Das sagte der Präsident des Bundesverbands der Deutschen Gas- und Wasserwirtschaft, Uwe Steckert, der «Westdeutschen Allgemeinen Zeitung». Der Rückgang des Ölpreises, an den der Gaspreis gekoppelt ist, sei nicht stark und nachhaltig genug gewesen. Bei einem anhaltenden Trend zu günstigerem Öl wären zur Jahresmitte aber Preissenkungen möglich.

Angesichts von Boykott-Aufrufen gegen die teils mehrfachen Tarif- Anhebungen im vergangenen Jahr deutete der Verbandschef rechtliche Schritte an. «Es wird wohl Klagen gegen Kunden geben müssen, die ihre Rechnungen nicht bezahlen.» Bei den Aktionen handele es sich um einen «Boykott mit sittenwidriger Schädigungsabsicht». Dies könne Stadtwerke letztlich kaputt machen.

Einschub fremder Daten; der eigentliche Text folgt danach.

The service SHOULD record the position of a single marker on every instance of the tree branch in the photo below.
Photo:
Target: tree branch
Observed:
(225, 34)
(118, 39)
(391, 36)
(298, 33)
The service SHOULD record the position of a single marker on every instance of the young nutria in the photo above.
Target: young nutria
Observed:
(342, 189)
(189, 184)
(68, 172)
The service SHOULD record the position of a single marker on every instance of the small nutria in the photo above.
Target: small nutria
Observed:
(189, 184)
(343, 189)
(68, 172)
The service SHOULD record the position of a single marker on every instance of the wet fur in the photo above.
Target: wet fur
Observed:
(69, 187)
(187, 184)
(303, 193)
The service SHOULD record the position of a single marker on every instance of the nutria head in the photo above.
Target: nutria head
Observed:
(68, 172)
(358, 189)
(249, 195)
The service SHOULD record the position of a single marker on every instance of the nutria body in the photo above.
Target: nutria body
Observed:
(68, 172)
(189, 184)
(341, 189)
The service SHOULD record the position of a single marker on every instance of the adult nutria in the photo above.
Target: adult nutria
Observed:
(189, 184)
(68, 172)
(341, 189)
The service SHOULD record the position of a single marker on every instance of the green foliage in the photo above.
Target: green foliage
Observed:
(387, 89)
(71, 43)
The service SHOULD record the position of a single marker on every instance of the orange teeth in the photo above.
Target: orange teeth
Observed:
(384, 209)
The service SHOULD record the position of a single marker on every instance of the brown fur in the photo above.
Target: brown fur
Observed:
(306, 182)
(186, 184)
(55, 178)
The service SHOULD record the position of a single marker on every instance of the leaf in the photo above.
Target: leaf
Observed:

Steckert äußerte Verständnis, dass sich Bürger über höhere Ausgaben ärgern. Mit den Preiserhöhungen gebe die Branche jedoch höhere Einkaufspreise an die Kunden weiter. «Das Raffke-Image haben wir nicht verdient.»

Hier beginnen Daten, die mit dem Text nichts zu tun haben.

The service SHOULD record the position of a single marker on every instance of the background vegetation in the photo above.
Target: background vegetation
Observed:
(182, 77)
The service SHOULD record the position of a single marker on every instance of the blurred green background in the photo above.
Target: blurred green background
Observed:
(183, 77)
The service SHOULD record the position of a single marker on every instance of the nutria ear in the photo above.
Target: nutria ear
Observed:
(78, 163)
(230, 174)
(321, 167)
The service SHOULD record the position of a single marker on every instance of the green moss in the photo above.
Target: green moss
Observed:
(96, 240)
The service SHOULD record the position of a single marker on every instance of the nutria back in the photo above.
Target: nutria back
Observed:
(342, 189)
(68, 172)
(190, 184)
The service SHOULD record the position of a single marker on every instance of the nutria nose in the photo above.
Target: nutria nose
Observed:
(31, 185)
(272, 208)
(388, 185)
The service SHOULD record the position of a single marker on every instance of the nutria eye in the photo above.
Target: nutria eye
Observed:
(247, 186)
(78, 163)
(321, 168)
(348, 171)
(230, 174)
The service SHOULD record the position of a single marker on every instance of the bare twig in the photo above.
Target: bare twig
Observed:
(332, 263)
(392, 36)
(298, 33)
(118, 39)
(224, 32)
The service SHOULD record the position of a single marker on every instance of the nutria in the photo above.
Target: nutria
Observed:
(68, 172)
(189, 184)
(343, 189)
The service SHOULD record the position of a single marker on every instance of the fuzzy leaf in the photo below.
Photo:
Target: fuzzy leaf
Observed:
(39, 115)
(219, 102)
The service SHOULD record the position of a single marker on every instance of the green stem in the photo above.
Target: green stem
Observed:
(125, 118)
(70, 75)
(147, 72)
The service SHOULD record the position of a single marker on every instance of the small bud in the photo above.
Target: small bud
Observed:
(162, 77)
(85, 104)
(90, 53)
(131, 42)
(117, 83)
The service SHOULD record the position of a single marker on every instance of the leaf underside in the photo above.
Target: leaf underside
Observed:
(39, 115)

Der Bund der Energieverbraucher in Rheinbreitbach bei Bonn kritisierte zwar die angekündigten Klagen als unfaire Einschüchterung. Zugleich hieß es aber, die Verbraucher hätten einen Anspruch darauf, dass die Gasversorger vor Gericht ihre Kalkulationsgrundlagen offen legten.

«Es steht Herrn Steckert frei, sich endlich von dem Odium (übler Beigeschmack) zu befreien, indem er seine Zahlen offen legt», sagte der Vorsitzende des Energieverbraucherbundes, Aribert Peters. Wenn Kunden die Erhöhungen nicht zahlten, so gehe es nicht um Rechtsbruch. «Sondern das sind einfach zwei Parteien, die unterschiedlicher Meinung sind. Und dann ist das im Gesetz festgelegte Verfahren, dass ein Gericht über Preiserhöhungen entscheidet», sagte Peters.